In defense of arugula

I remember being perplexed last year when Barack Obama was roundly mocked for wondering aloud about the pain Iowans were feeling over the price of arugula at Whole Foods. Not because it was tone deaf – it was. Or because there are no Whole Foods stores in the state of Iowa – there are none. But because arugula itself was somehow a stand in for out-of-touch snobbery. I always just thought it was an ingredient, albeit a tasty and underrated one.

Besides, extrapolating political symbolism from food rather than any real substance, well, just so depressingly mindless. The “freedom fries” debacle of the post 9/11 days is another example of what cynical politicians and their mouthpieces (a fraternity of which I am a member, I admit) say when they’re left home alone after the grown-ups go on vacation.

Upturned Earth blogger John Schwenkler revisits his notion that family-centered meals, local governance and yes, arugula should be more widely embraced by conservatives.
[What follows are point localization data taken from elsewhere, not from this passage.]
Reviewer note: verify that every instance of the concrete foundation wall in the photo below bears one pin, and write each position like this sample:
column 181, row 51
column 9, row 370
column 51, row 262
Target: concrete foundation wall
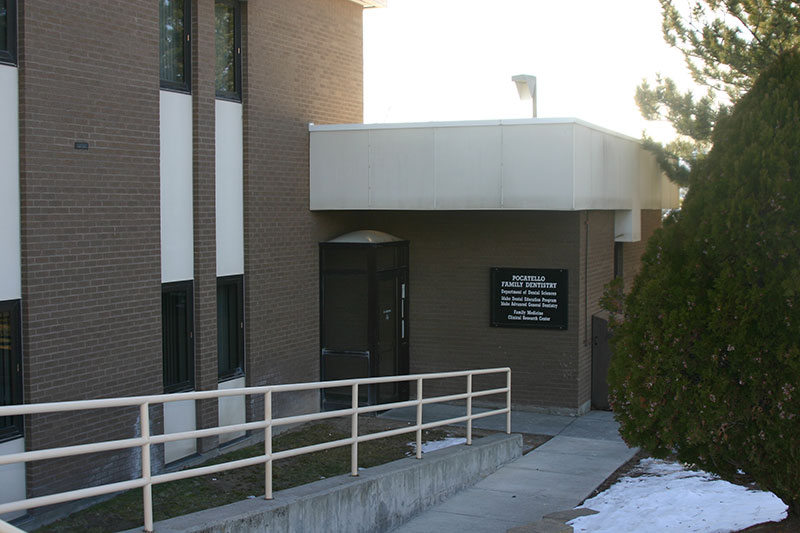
column 451, row 254
column 379, row 499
Unlike, say, petite vanilla scones or that old liberal staple, the cappuccino, the plant that is known by much of the English-speaking world as “rocket” hardly deserves to be pegged as the exclusive province of left-wing foodies.


Author: Scott

I am a married father of two. I graduated from Rock Bridge High School and then Mizzou before spending six years in the Washington, D.C. area. We returned to Columbia, Missouri in 2006.

3 thoughts

  1. I find it pathetic that intelligent food choices can be mocked. The concept of a “food elitist” implies that anyone who restricts themselves to certain foods over others is a snob. The problem is that it is only used in one direction. Isn’t someone who restricts themselves to Bud Lite and McDonalds and refuses to try or value other foods just as much of a cultural snob in their own right? And isn’t that depiction of the “burger-munching real American” just as much of a caraciture as the a”rugula-munching elitist”? These sorts of culture wars work both ways.

    We all make our food choices for various reasons, and we all think our personal style of eating is better (or we wouldn’t keep doing it). There is plenty of pretention to go around, from the pressed tableclothes to greasy bowling alleys, in which everyone is convinced that their food culture is better and more real. It’s the nature of having an opinion or making a choice. But it’s sad when those choices are used to mock and divide.

  2. Very true, Eric. And I think it speaks to the fact even for Americans – bred as we have been the past couple of generations on mass-produced food – food is part of how we set ourselves apart from others. Food still has a powerful hold on us, even if we eat 20% of ours in the car. And when food retains that power there is the potential for change. The old, locally-oriented and sustainable methods of producing food stand a chance of making a comeback where people retain strong feelings about the food they eat.

    But it can’t happen from Berkeley or Slow Food San Francisco, it’s got to be home-grown; and I see glimmers of that happening here.

  3. Maybe I misunderstood, but when I read the full transcript of Obama’s statement, I thought he was suggesting that farmers should think about getting into growing specialty food items because they fetch high prices. I thought he was encouraging farmers to diversify into crops that people are willing to pay through the nose for. In that context, it didn’t seem as clueless to me. I may have misunderstood it, though.